In my last column I stated that every business, including small ones, have assignments that can only be performed by the Chief Executive Officer (CEO). Plus, I revealed:
- CEO strategic responsibilities are not optional.
- Small business CEOs have to periodically transport themselves from the operating trenches to a 30,000-foot strategic orbit.
- The CEO’s three Big Pictures: Where have we been? Where are we now? Where are we going?
The third Big Picture is the sole domain of the CEO, and that’s what we’re going to cover now. A handy way to find answers to “Where are we going?” is to apply what I call the Big Four Factors: Bricks, Clicks, People, and Capital.
Location and space is considered over a span of years: one, three, five, twenty, etc. What will your operation need to look like in five years? How long will your current location serve you? Will the physical space align with your strategy? What infrastructure and equipment will you need in one year, or five? Your future square footage requirements per dollar of revenue will likely be different in the next five years than the past five.
This is both internal and external technology. Internal is hardware, software, networking and connectivity required to both buy and sell efficiently and productively. External is the technology you ask customers to use in order to do business with you. This timeline is shorter than BRICKS; usually months or a year or two. Be prepared for this Factor to increasingly occupy more of your time every year.
The line between consideration for PEOPLE and CLICKS is becoming increasingly blurred, especially regarding technology acquisition to mitigate the lack of available qualified employees. What will the company need humans to do in one, three, or five years? How many people and what kind of talent will you need? What kind of technology and training will team members need to meet those requirements? How will technology adoption impact the organization chart? Which jobs require employees, and which could be filled by an outsource contract?
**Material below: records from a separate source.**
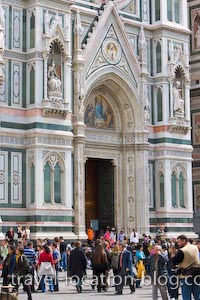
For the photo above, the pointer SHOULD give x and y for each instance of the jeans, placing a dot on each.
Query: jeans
(188, 287)
(49, 280)
(63, 262)
(163, 291)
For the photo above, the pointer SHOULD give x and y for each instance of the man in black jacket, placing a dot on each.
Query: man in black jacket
(158, 273)
(77, 265)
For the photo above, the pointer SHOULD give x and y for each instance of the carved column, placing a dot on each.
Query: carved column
(171, 98)
(141, 190)
(79, 183)
(45, 56)
(52, 186)
(67, 81)
(187, 101)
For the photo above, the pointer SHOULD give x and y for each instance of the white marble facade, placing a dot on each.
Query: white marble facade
(101, 80)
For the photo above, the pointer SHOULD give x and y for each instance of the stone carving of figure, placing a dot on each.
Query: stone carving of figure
(2, 26)
(46, 22)
(197, 37)
(178, 101)
(54, 82)
(146, 113)
(98, 108)
(111, 51)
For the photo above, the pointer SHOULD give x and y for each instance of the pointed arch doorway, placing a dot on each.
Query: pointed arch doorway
(99, 192)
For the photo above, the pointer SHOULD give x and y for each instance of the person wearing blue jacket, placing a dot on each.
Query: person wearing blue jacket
(125, 271)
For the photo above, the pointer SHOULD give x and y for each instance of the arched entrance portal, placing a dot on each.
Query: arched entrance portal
(99, 192)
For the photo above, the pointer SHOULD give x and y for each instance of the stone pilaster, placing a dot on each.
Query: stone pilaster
(79, 181)
(141, 190)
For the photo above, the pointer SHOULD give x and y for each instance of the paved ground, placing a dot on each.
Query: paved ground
(68, 291)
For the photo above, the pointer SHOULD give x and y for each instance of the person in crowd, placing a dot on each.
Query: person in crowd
(63, 253)
(158, 273)
(121, 236)
(114, 260)
(27, 232)
(39, 250)
(46, 256)
(160, 234)
(8, 265)
(29, 252)
(4, 249)
(56, 259)
(21, 272)
(106, 235)
(100, 266)
(125, 270)
(10, 235)
(186, 257)
(90, 234)
(173, 282)
(198, 245)
(139, 262)
(106, 247)
(19, 233)
(77, 265)
(113, 236)
(134, 237)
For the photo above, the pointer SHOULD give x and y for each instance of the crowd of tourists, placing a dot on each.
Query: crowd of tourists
(170, 266)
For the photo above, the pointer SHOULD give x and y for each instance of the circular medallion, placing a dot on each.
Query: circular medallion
(112, 51)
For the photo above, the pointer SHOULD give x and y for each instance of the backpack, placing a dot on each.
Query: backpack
(27, 266)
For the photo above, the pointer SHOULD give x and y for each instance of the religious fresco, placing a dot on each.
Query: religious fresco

The second part of PEOPLE is customers. What will your customer profile look like in one, three, or five years? What will be their expectations? What do you have to do to meet those expectations with relevance, not just competitiveness?
How will you fund the future? What financial management systems and standards will you need? What combination of retained earnings, debt, and investment will produce a successful capitalization strategy? What do you need to know about new funding sources?
Only someone filling the role of CEO can ask and find answer to these strategic questions. Who’s asking these questions in your business?
Write this on a rock … If the buck for your business stops on your desk, you’re the CEO. Do the job.